Ni une ni deux, Chygrynskiy perd ses repères dans un vestiaire de stars et ne sera qu’un éclat de mosaïque égaré dans le parc Güell. En un peu plus de 800 minutes de Liga, il cumule les sifflets, les approximations, les trous d’air et les fautes coûteuses. Les observateurs jugent que ses ressources mentales tapent dans le rachitisme. Il serait même arrivé blessé sur les Ramblas, avec les ligaments d'un genou affectés... Pataud, étourdi, bourreau des siens contre Séville en Coupe du Roi, visiblement trop éloigné du tiki taka et du joueur d’élite désigné, Dima devient « Jesucristo » : un objet de satire pour les ancêtres du Chiringuito. Un moyen de mordre les chevilles de son entraîneur, aussi, forcément. « À Barcelone, je n’ai jamais pensé que je jouerais instantanément, sans problème. Mais je ne savais pas, non plus, que ce serait si difficile. La pression du public, des médias, le style de jeu totalement différent... Au Shakhtar, c’est moi qui devais créer le jeu, au Barça je devais toujours faire la première passe à Busquets, Xavi ou Iniesta. C’est une chose de vouloir s’y imposer, c’en est une autre d’affronter la réalité » , avouera le défenseur central à froid, une fois loin de la Catalogne.
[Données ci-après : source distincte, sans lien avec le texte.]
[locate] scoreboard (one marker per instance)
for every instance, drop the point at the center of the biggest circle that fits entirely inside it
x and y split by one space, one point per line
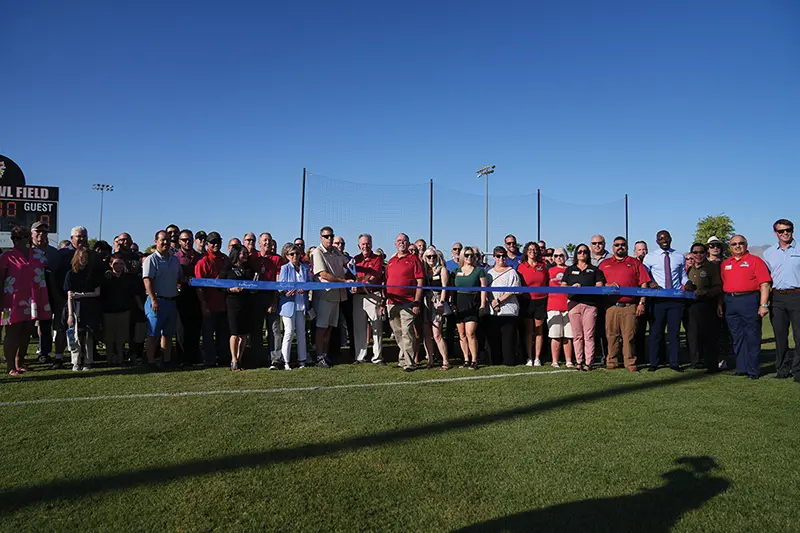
22 206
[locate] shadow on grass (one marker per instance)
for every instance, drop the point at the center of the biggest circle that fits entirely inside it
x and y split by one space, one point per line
653 510
14 499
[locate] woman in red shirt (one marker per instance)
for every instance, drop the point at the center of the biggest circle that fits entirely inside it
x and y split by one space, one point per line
533 306
558 327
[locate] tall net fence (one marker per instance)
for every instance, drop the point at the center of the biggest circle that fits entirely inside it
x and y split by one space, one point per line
576 222
385 209
382 210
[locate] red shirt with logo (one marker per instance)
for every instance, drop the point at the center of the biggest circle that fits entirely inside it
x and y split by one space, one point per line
404 270
557 302
211 266
745 274
534 276
626 272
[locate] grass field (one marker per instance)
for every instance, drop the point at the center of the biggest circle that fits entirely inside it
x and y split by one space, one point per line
533 450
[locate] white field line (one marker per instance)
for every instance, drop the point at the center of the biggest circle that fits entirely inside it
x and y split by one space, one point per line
270 391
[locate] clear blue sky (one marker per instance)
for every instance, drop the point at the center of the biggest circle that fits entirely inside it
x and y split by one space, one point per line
205 113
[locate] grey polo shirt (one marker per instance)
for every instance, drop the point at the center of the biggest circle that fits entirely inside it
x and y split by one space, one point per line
164 273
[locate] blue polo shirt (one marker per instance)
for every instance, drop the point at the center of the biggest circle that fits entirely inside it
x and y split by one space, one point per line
784 266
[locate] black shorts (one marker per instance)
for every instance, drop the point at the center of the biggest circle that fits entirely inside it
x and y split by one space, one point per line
467 315
534 308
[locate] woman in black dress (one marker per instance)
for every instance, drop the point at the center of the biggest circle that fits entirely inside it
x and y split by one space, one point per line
240 304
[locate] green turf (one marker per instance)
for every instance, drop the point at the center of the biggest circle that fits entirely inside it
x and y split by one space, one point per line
604 451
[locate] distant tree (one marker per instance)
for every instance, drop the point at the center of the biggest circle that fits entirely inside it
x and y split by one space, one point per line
720 226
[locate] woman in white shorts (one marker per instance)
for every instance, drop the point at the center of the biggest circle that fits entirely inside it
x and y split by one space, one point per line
558 327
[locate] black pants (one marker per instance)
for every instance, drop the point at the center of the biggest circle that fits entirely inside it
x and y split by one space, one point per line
190 324
785 312
702 333
502 336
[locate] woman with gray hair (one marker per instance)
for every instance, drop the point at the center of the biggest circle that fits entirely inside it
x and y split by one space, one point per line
294 305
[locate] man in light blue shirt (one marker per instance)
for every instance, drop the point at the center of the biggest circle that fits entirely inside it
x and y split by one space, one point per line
667 267
783 261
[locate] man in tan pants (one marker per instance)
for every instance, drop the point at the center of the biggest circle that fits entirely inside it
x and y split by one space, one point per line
621 270
404 304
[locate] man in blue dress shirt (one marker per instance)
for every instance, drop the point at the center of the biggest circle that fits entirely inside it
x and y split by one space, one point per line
783 261
667 268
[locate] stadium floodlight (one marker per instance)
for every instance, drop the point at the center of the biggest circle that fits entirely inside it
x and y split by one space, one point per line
485 171
103 188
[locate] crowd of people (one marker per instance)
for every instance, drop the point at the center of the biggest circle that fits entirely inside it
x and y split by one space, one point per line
143 306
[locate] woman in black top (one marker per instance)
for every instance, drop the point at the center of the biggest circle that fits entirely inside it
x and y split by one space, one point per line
583 307
240 304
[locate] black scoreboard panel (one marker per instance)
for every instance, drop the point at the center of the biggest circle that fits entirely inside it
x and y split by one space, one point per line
24 205
25 213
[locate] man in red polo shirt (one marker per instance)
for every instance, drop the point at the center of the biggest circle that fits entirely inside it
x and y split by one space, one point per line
216 336
367 303
404 304
622 270
745 282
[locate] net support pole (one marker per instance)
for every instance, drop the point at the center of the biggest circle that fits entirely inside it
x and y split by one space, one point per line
303 206
538 214
626 217
430 223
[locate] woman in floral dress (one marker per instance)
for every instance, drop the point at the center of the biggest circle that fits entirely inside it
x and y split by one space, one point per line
24 298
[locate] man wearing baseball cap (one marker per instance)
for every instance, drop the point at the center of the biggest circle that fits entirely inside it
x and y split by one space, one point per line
714 246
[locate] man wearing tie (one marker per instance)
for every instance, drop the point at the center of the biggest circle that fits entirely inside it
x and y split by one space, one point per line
667 269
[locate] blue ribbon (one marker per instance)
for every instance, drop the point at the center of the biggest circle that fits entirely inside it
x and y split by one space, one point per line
321 286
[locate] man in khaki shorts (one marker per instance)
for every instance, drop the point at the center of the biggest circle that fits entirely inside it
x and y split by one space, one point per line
329 266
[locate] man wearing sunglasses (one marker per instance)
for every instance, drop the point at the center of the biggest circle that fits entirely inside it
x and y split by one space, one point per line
783 261
745 282
513 255
329 266
622 270
452 264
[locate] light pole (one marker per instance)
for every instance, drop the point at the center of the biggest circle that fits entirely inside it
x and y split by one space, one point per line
103 188
485 171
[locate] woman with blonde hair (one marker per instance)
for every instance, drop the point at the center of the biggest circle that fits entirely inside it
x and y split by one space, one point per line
470 305
435 306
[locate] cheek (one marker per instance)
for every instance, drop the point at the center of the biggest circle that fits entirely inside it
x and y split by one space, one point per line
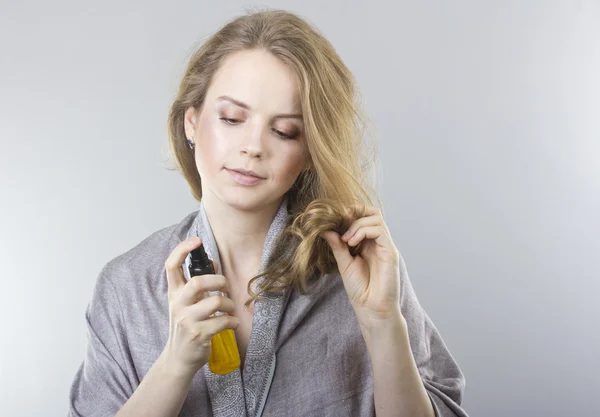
212 146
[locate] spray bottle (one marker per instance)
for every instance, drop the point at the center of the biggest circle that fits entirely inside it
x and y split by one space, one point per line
224 355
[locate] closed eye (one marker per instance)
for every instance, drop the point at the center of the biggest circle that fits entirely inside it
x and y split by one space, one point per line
236 121
229 121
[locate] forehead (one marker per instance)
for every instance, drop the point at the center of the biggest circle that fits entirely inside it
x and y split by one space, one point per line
259 79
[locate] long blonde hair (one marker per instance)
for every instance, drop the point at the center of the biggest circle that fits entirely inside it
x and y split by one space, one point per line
332 191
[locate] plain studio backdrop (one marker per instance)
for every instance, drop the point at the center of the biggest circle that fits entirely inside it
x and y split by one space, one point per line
488 120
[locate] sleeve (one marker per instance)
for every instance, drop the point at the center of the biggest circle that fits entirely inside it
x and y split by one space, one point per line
442 378
101 385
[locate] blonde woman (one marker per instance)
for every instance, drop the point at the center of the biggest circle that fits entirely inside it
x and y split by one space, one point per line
267 130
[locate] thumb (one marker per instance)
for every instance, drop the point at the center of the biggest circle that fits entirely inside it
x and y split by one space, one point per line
339 248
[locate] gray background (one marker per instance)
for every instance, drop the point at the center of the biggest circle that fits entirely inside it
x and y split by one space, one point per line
488 120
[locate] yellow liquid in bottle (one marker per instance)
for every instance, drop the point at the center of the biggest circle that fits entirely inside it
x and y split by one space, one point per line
224 355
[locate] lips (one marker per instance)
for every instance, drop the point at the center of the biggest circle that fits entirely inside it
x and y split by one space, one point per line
247 172
242 178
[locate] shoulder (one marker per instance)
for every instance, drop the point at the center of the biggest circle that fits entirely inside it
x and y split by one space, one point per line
145 260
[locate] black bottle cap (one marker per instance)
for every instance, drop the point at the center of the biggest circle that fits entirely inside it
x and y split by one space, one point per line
199 255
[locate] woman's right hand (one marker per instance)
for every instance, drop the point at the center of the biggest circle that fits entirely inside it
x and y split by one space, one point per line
190 326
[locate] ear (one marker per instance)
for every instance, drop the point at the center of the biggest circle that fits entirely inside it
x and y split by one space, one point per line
189 121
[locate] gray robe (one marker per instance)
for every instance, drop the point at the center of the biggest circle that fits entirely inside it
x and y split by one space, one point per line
306 355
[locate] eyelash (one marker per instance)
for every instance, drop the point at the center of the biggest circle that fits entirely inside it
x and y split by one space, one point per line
283 135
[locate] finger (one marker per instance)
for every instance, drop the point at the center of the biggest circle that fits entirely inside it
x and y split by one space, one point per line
340 250
372 232
173 268
198 285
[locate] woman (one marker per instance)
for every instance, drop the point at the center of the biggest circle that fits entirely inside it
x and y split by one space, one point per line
267 132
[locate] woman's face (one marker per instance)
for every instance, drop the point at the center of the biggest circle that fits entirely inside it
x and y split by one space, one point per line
251 119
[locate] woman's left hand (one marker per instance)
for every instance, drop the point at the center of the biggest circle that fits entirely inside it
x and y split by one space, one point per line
372 277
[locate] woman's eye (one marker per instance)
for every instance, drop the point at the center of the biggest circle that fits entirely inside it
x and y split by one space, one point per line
283 135
230 121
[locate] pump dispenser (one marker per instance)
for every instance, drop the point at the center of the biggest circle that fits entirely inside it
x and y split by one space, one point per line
224 355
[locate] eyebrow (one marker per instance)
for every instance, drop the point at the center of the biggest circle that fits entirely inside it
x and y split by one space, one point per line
247 107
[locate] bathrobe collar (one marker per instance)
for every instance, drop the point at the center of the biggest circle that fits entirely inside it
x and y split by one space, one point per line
244 395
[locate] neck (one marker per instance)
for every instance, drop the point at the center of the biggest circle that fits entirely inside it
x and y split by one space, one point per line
239 235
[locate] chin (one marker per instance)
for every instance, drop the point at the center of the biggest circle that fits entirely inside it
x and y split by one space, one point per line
249 199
La réalité, c’est aussi cette guerre permanente autour de la présidence du Barça, avec Joan Laporta et Sandro Rosell en protagonistes principaux. Pris entre deux feux, le pauvre Dima devient vite un argument de campagne. Pour pousser Laporta - dont le second mandat se termine en juin 2010 - dans les orties, et lui assurer une piteuse sortie de scène, Rosell pointe du doigt le « flop ukrainien » recruté à prix d’or par son rival. Élu haut la main par les socios - à hauteur de 61,35 % -, cet as du marketing sportif va même au bout de son idée une fois en fonction. Alors qu’il devait servir d’acompte contre Cesc Fàbregas, tel une vulgaire tranche de steak, Dmytro Chygrynskiy retourne finalement au Shakhtar Donetsk, après onze mois de nuit noire. Le Barça s’en sort avec une moins-value de seulement 10 millions, mais Dima, lui, a déjà dit adieu aux sommets. Quelques déclarations guerrières et parades en bécane plus tard, cet inconditionnel des Red Hot Chili Peppers est trahi par son corps et s’échoue en Grèce. À 35 ans, il sert tant bien que mal de taulier à Ionikos, septième de Superleague. Un empereur parmi les coiffeurs ? Un comble pour « Chygy » qui a toujours évité ce commerce de proximité avec soin.